KOMPAS.com – Tingkat daya saing pekerja Indonesia masih tertinggal di kawasan Asean. Survei Institute for Management Development (IMD) pada 2018 menyebutkan, daya saing tenaga kerja Indonesia berada pada peringkat keempat setelah Singapura, Malaysia, dan Thailand.

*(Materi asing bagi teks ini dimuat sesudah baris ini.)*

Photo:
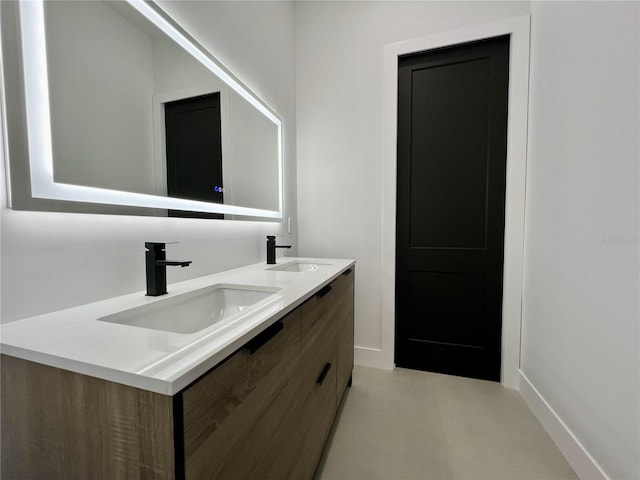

Ada banyak faktor yang menyebabkan hal tersebut terjadi, salah satunya akibat masih rendahnya akses pendidikan bagi seluruh warga negara. Selain itu, kurang sesuainya antara pendidikan dan pekerjaan juga menjadi faktor penentu lainnya.
Berkaca pada hal itu, pemerintah Indonesia melalui Kementerian Ketenagakerjaan ( Kemnaker) pun menggalakkan pelatihan vokasi, baik melalui pemagangan berbasis kompetensi maupun sertifikasi kompetensi.
Pemerintah juga membuka jalan bagi pihak swasta yang ingin ikut serta menyukseskan program ini.
Dengan banyaknya swasta yang terlibat dalam menyelenggarakan pelatihaan vokasi, maka kebijakan Presiden Joko Widodo dalam memperbaiki mutu dan akses pelatihan vokasi akan terwujud. Selain itu, kekurangan pekerja trampil di Indonesia akan pula dapat terpenuhi.
Baca juga: Pacu Kinerja Revitalisasi Vokasi, Kemdikbud Tingkatkan Kualitas Lulusan SMK Indonesia
Menteri Ketenagakerjaan M. Hanif Dhakiri mengatakan, terbitnya Peraturan Pemerintah (PP) Nomor 45 Tahun 2019 tentang pemberian insentif super tax deduction bagi pelaku usaha dan pelaku industri yang melakukan kegiatan vokasi diyakini akan mempercepat pemenuhan kebutuhan tenaga kerja terampil.
Ia menilai kebijakan itu sangat penting untuk meningkatkan keterampilan pekerja secara masif.
“Sekaligus menjawab kebutuhan dunia usaha dan industri akan pekerja terampil yang sesuai, serta meningkatkan daya saing. Saya yakin pelaku industri akan menyambut baik kebijakan ini,” ujarnya melalui rilis tertulis, Rabu, (10/7/2019).
Menaker Hanif pun menjelaskan, perbaikan akses dan mutu pelatihan vokasi melalui kebijakan triple skilling (skilling, upskilling, dan re-skilling) akan semakin efekif dengan daya dukung insentif pajak pro-vokasi.
Seperti diketahui, skilling diperuntukkan bagi pekerja atau calon pekerja untuk memperoleh keterampilan.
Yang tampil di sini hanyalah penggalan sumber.